O Ministério Público do Distrito Federal e Territórios (MPDFT) tomou a iniciativa de investigar denúncias alarmantes de violência sexual e agressões físicas contra mulheres trans que estão detidas na Penitenciária Feminina do Distrito Federal, conhecida como Colmeia. A medida foi anunciada na última segunda-feira, 1º de junho, pelo ouvidor-geral do MPDFT, Flávio Augusto Milhomem.

Denúncias de Violência

As denúncias vieram à tona após uma reportagem que trouxe à luz relatos de presas trans sobre estupros, ameaças e uma série de intimidações.
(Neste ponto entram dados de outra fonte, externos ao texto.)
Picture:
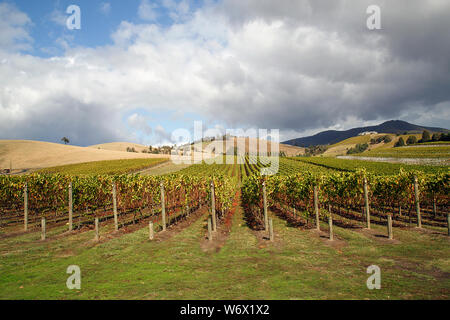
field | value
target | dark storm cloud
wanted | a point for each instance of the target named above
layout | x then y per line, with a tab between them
84	124
297	66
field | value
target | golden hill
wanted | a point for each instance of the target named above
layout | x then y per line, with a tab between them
29	154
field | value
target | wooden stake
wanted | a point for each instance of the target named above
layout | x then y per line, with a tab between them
330	223
366	203
390	235
266	221
97	236
316	207
213	207
209	229
270	229
25	207
416	196
163	207
70	207
150	229
43	229
116	222
448	223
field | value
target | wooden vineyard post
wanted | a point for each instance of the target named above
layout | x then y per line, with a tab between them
116	222
43	229
150	229
330	223
70	207
416	197
25	207
390	235
213	207
270	229
316	207
266	221
163	207
97	237
209	229
366	203
448	223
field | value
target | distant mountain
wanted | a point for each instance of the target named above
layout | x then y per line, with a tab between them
334	136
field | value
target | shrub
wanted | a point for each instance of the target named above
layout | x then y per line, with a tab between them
411	140
400	142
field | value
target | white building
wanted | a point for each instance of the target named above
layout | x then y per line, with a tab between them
366	133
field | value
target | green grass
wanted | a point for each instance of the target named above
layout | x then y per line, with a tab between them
298	265
105	167
434	143
371	166
410	152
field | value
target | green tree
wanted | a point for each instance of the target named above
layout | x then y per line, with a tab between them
436	136
411	140
400	142
426	136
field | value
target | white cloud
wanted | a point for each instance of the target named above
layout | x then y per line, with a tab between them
241	66
139	123
105	8
146	10
58	17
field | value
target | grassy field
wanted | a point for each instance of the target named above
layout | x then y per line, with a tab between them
105	167
239	263
371	166
410	152
299	264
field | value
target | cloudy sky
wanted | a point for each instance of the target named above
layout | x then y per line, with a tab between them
139	69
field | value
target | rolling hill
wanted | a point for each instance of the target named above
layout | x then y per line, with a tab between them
334	136
29	154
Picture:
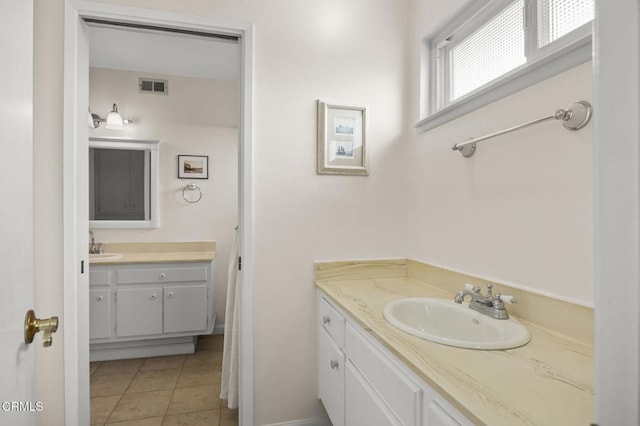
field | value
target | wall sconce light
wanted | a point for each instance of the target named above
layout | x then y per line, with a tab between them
114	120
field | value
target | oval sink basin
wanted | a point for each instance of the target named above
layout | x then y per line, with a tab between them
103	257
446	322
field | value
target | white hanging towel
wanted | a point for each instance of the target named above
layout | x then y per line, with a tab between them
229	385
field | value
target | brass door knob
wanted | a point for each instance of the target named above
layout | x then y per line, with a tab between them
33	325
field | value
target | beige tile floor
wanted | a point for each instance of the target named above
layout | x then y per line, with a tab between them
169	390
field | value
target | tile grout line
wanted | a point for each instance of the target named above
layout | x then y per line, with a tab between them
122	395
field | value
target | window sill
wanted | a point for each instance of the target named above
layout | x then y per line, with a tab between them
562	60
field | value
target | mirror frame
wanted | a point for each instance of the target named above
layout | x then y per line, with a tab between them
154	173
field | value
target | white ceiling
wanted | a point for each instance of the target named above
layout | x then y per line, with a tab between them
163	52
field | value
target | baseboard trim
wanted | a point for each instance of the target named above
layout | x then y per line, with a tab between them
317	421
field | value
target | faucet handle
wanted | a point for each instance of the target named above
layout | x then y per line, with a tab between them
472	288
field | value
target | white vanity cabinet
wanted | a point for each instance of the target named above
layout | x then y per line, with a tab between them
361	383
149	309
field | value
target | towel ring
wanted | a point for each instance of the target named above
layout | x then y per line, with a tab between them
191	188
Segundo as internas, a situação tem se tornado insustentável, com um ambiente de medo e insegurança predominando na unidade prisional.

As cartas, escritas à mão pelas detentas, revelam que a integração de homens cisgêneros na ala feminina, sob a justificativa de autodeclaração de gênero, tem contribuído para a crescente vulnerabilidade das mulheres trans na Colmeia. Milhomem destacou a necessidade de proteger a integridade física e psíquica dessas pessoas privadas de liberdade.

Ações do MPDFT

Em resposta à gravidade das informações, a Ouvidoria do MPDFT enviou o caso ao Núcleo de Controle e Fiscalização do Sistema Prisional e ao Núcleo de Direitos Humanos. As instituições foram incumbidas de analisar as condições de custódia e a implementação de medidas de proteção às denunciantes.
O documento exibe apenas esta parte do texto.